Back to the drawing board… It looks like standard assignment and passing
values around as-is won’t work (remember I stressed it’s important to make the
distinction between a string value and something representing some string
retrieved using some async action of type string async?).

We dig into our FP toolkit once more, and grab another hammer (after the type
system we used earlier): function composition! Or, in this case, action

What we want is a function we can use to link two actions together into a
new action!

Let’s try to figure out some type signature for such function:

link : 'a async -> 'b async -> 'b async

link takes an initial action which yields something of type ‘a, a second
action which yields a ‘b, and combines these into an action which also yields
a ‘b async action.

But wait, this can’t be right either! In this setup, the second action still
has no way to retrieve and actually use the ‘a value as encapsulated by the
first action!

We need to extend our link function to unwrap whatever the first given action
yields, then pass it to the second argument as a proper value it can use,
whilst still making sure the fact there’s something asynchronous going on is

Here’s what the type of our link function should look like:

link : 'a async -> ('a -> 'b async) -> 'b async

The second argument now became a function (cool, uh, functions taking functions
as arguments? These are also called "higher-order functions" (remember
"higher-kinded types"?) and are very powerful) which takes a value of type
‘a, and results in an action of type ‘b async, which is then used as the
result of the link function.

Note how you can see, only by looking at the type signature, the actual ‘a
value can never be leaked out of some other ‘b async action, since that’s
what the second argument must return, and only this function ever gets access
to the plain ‘a value?

Do note we will not discuss how link is implemented, since this is
unrelated to this post, and depends on how the whole library is designed and

Let’s get back to our single-character echo action: using link, we need an
initial action of type ‘a async. We got that: read_stdin 1 has type
string async. Ok, next we need a function of type ‘a -> ‘b async. We know
what ‘a is now, since we already decided to use read_stdin 1 as first
argument, so ‘a is string. We’re looking for a function of type
string -> ‘b async which writes the given string to the screen. This is easy:
write_stdout has exactly this type, using unit for ‘b!

Here goes:

let echo_one = link (read_stdin 1) write_stdout

The type of echo_one is unit async, like we want it to be!

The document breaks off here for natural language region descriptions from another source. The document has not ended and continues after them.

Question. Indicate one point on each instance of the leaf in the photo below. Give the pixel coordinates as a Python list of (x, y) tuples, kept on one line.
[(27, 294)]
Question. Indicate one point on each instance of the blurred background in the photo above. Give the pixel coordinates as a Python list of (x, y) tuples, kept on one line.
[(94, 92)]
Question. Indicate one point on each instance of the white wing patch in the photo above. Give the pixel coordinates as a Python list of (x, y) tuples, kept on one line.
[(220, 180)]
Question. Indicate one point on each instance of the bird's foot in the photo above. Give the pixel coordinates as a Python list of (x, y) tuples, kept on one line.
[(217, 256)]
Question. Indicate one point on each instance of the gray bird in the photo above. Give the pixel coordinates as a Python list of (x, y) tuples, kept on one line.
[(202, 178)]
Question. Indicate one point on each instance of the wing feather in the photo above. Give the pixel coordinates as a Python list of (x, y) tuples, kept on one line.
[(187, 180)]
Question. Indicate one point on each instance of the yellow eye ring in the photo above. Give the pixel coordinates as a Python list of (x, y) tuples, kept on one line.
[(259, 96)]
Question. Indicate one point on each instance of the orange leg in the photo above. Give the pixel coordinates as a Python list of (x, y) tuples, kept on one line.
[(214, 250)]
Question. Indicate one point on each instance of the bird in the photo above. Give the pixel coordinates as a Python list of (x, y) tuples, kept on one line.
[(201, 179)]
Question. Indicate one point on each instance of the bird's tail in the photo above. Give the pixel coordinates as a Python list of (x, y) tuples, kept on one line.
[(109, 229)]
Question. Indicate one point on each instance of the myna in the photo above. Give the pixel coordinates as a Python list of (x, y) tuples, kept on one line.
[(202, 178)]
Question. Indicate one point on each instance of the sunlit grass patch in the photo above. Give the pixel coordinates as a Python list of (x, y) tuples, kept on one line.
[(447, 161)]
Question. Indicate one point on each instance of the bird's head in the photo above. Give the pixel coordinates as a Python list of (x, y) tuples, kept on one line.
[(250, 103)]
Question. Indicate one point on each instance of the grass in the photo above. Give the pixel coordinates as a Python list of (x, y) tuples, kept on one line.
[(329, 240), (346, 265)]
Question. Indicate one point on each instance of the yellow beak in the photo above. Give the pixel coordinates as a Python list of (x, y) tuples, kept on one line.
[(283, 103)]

From now on though, we won’t use the name link anymore: this is just
something I made up. A more common name for such function is bind, which
we’ll use from now on. Next to that, there’s an infix operator (an infix
operator is a function which takes 2 arguments and is placed in-between
these arguments instead of before them, like the + in 1 + 2) called >>=.
This allows us to rewrite our echo_one action like this:

let echo_one' = read_stdin 1 >>= write_stdout

Let’s make things more interesting: writing an action which reads 10 characters
from standard input, then sleeps maximum 2 seconds, then writes these
characters to some given file descriptor:

let sleepy_writer out =
    read_stdin 10 >>= fun data ->
    sleep 2 >>= fun _ ->
    write out data

You might notice the use of indentation and anonymous functions, and we ignore
the result of the sleep action (we use _ as its binding name), but the
code should be easy to understand.

If this isn’t clear, here’s how to read the above snippet: we define a function
called sleepy_writer which takes a single argument called out. Upon
invocation, the function will result in 10 chars to be read from stdin.
read_stdin 10 is an action which, upon completion, will yield a string. We
bind a function which takes this string value (which we bind to the name
data in an anonymous function) and returns another action: everything starting
with sleep up until the very end of the function body. So, once read_stdin
has completed, we continue with this next action, which will make the
current thread of execution sleep for 2 seconds. Once again, we bind this to a
function which takes the value which the sleep 2 action yields and ignores
this (by binding it to the name _), then results in one last action which will
be executed as well, and will write the data value (which is at that moment in
scope!) to the given out file descriptor. The result of the sleepy_writer
action will be the result of the write action.

Try to figure out the type of sleepy_writer. Got it?

sleepy_writer : file_descr -> unit async

Notice we didn’t get rid of the async marker!

Finally, an action which keeps reading chunks of data of given chunk size from
a given file descriptor, then writes it to another given file descriptor:

let rec copy_stream chunk_size in_fd out_fd =
    read in_fd chunk_size >>= fun data ->
    write out_fd data >>= fun () ->
    copy_stream chunk_size in_fd out_fd

Even though copy_stream is infinitely-recursive, its type can be calculated:

copy_stream : int -> file_descr -> file_descr -> 'a async

Yet again, the async marker sticks.

Do note, in real-world code, one should not use a top-level rec definition
but define some loop action in the body etc.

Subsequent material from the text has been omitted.